Expert Witness in Death of a Chef

The mother of a chef who apparently fell to his death from a block of flats has revealed she has taken a course in forensic medicine to help her discover the truth about how he died.

The body of David Dempsey, the 31-year-old head chef of Gordon Ramsay's top-ranked Chelsea restaurant, was discovered at the foot of the London building in 2003 after an apparent drug-fuelled rampage. According to expert evidence given at an inquest, which recorded a verdict of accidental death, Dempsey was acting under the effect of "excited delirium" caused by a mix of cocaine and alcohol. He climbed up scaffolding, broke into flats and smashed windows with a stolen golf club before falling from 60ft into a basement below.

But Eileen Dempsey, a religion and moral affairs teacher at Clydebank High School, says she has never accepted the inquest findings and believes the police investigation into her son's death was flawed.

She has now undertaken a part-time course at Glasgow University in forensic medical science to help her question the findings.

Eileen, who lives in the Maryhill area of Glasgow, said: "I have a lot of reservations about their version of events and where his body was found, so I decided to educate myself better to try to understand more about what happened.

"I was the only one on the course without a scientific, medical or legal background, so I felt a bit out of place. But as one of the lecturers told me, if a body is found at the bottom of a block of flats then you should not just assume it fell there. It could have been pushed or placed there."

Dempsey's death is about the only setback to hit superchef Ramsay on his inexorable rise to international fame. Last week, five Ramsay restaurants, including the one where Dempsey worked, were named in a list of top 10 eateries in London.

Scots-born Ramsay, a star of celebrity cooking TV shows, is currently expanding his empire to the US.
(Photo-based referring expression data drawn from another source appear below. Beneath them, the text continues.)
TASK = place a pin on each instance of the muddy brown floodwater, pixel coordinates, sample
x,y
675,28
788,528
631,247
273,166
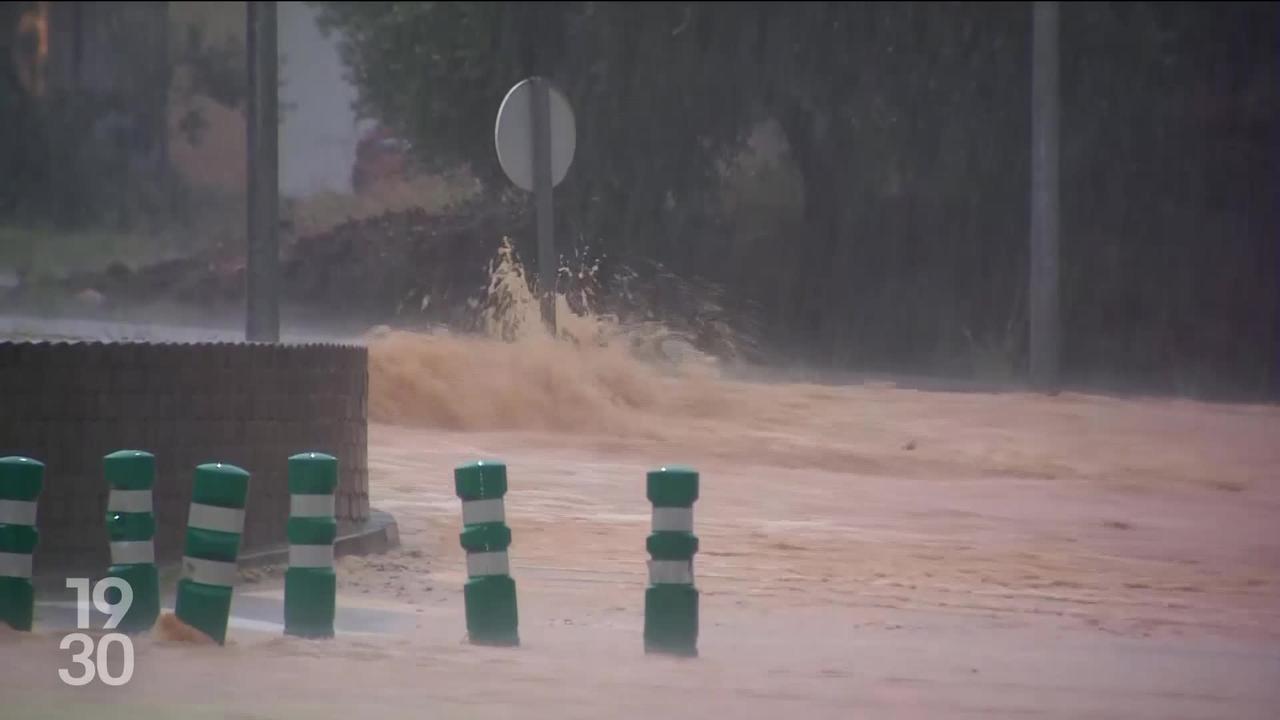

He and Dempsey met for dinner on the Saturday night before the tragedy. The inquest heard that Dempsey told a fellow chef in a club the following Sunday evening that he had taken cocaine earlier that day before meeting him for a drink. But after leaving the club to go home, he climbed scaffolding and broke into an empty flat in Fulham. Witnesses said they saw him smashing windows and jumping between window ledges of the flats before tumbling 60ft to his death. At his inquest, coroner Dr Paul Knapman was told toxicology tests showed Dempsey had a blood-cocaine level of 1.36mg per litre, above the level associated with fatalities.

Knapman said he was satisfied by the evidence that Dempsey had taken alcohol and cocaine and may have suffered a psychotic reaction, known as excited delirium. "The typical scenario is rapid onset of paranoia followed by aggression towards objects, particularly glass," the coroner said.

Eileen Dempsey, who always wears a pendant with the image of her son David around her neck, maintains that he was afraid of heights and would have been loath to climb high scaffolding. He was also vehemently opposed to taking drugs and none of his family had ever known him to use cocaine. She also believes the initial police investigation was not thorough enough, which was partially supported by the Metropolitan Police's Department of Professional Standards - it made recommendations to the borough commander in charge of the case following a complaint from her. She maintains the borough commander refused to seek new witnesses, re-interview existing ones or re-investigate David's mobile phone records, as the DPS had suggested.

Following the forensics course, which covered scenes-of-crime and toxicology among other subjects, Eileen is now also questioning the post-mortem report compiled by a Home Office pathologist.

She claims police told the pathologist her son had died in a fall, so he only looked for injuries consistent with a fall, rather than a fight. Yet the knuckles of his left hand had all the skin scraped off and his fingers were bruised.